20. In a hospital emergency department having a first area configured for a doctor to provide healthcare services to patients, a method for delivering healthcare services comprising the steps of:
(a) assigning a first doctor to provide healthcare services to patients in the first area;
(b) providing a second area configured to provide healthcare services to non-emergent patients;
(c) assigning a second doctor to provide healthcare services to patients in the second area; and
(d) identifying whether a patient is non-emergent upon the arrival of the patient at the facility.

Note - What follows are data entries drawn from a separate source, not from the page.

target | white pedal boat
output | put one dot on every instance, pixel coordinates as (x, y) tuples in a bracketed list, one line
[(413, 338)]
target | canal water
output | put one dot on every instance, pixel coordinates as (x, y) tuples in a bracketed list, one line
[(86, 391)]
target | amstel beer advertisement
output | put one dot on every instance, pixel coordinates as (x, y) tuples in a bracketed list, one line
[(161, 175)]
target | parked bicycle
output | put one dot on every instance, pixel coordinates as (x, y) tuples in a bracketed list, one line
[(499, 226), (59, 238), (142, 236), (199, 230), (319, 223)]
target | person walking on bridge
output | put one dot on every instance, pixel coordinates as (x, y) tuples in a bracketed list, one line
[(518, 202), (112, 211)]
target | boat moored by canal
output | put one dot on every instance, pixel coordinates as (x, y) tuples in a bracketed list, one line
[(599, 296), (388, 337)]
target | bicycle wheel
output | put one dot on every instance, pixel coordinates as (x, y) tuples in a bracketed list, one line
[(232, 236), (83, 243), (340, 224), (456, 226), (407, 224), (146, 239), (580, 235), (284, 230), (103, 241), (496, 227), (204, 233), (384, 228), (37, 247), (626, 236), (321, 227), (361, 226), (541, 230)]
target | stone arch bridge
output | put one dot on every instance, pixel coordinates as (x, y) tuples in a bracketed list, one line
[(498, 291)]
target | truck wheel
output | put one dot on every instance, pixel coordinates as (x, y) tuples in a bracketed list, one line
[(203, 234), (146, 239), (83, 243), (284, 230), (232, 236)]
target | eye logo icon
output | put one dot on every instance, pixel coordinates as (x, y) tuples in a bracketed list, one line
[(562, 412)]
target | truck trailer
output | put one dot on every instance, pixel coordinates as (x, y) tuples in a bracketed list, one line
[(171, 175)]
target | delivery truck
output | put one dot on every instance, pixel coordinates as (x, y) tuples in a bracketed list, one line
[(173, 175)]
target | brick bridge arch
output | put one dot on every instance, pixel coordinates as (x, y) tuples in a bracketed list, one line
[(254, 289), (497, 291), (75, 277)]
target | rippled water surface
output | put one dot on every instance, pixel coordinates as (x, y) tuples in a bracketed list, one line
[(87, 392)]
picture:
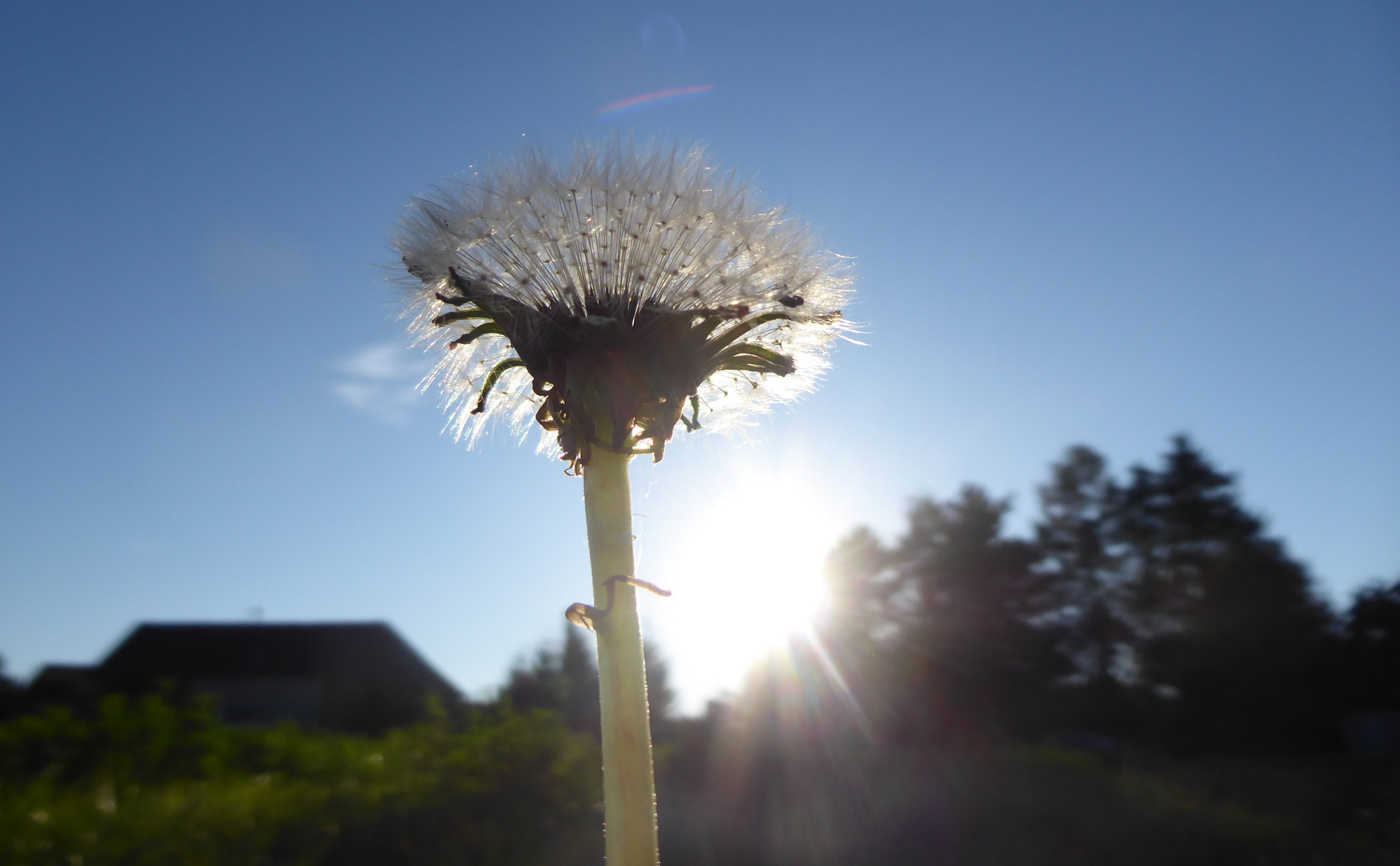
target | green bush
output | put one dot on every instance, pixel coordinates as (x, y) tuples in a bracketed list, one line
[(148, 783)]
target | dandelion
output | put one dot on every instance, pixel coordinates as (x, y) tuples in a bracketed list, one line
[(611, 301)]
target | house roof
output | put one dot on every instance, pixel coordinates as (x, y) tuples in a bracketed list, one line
[(182, 651)]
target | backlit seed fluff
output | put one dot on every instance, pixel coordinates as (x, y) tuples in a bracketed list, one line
[(615, 297)]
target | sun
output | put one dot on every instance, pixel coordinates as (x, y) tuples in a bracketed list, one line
[(744, 585)]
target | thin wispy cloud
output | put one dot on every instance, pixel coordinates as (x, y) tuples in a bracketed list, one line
[(379, 381)]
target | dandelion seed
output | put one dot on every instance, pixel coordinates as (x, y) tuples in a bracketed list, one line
[(539, 317), (608, 354)]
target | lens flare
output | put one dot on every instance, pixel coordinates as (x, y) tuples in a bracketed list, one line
[(664, 97), (745, 588)]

21. The method of claim 20, wherein the identification is performed by a medical clinician.
22. The method of claim 20, further comprising the step of recording the time the patient arrives at the facility to receive healthcare services.
23. The method of claim 22, further comprising the step of queuing non-emergent patients to receive healthcare services by the second doctor by time of arrival.
24. The method of claim 22, further comprising the step of providing the patient a form of compensation when the patient first receives healthcare services more than a predetermined time after the patient's arrival.
25. The method of claim 24, wherein the form of compensation is provided to the patient when the patient first receives healthcare services from the first or second doctor more than a predetermined time after the patient's arrival.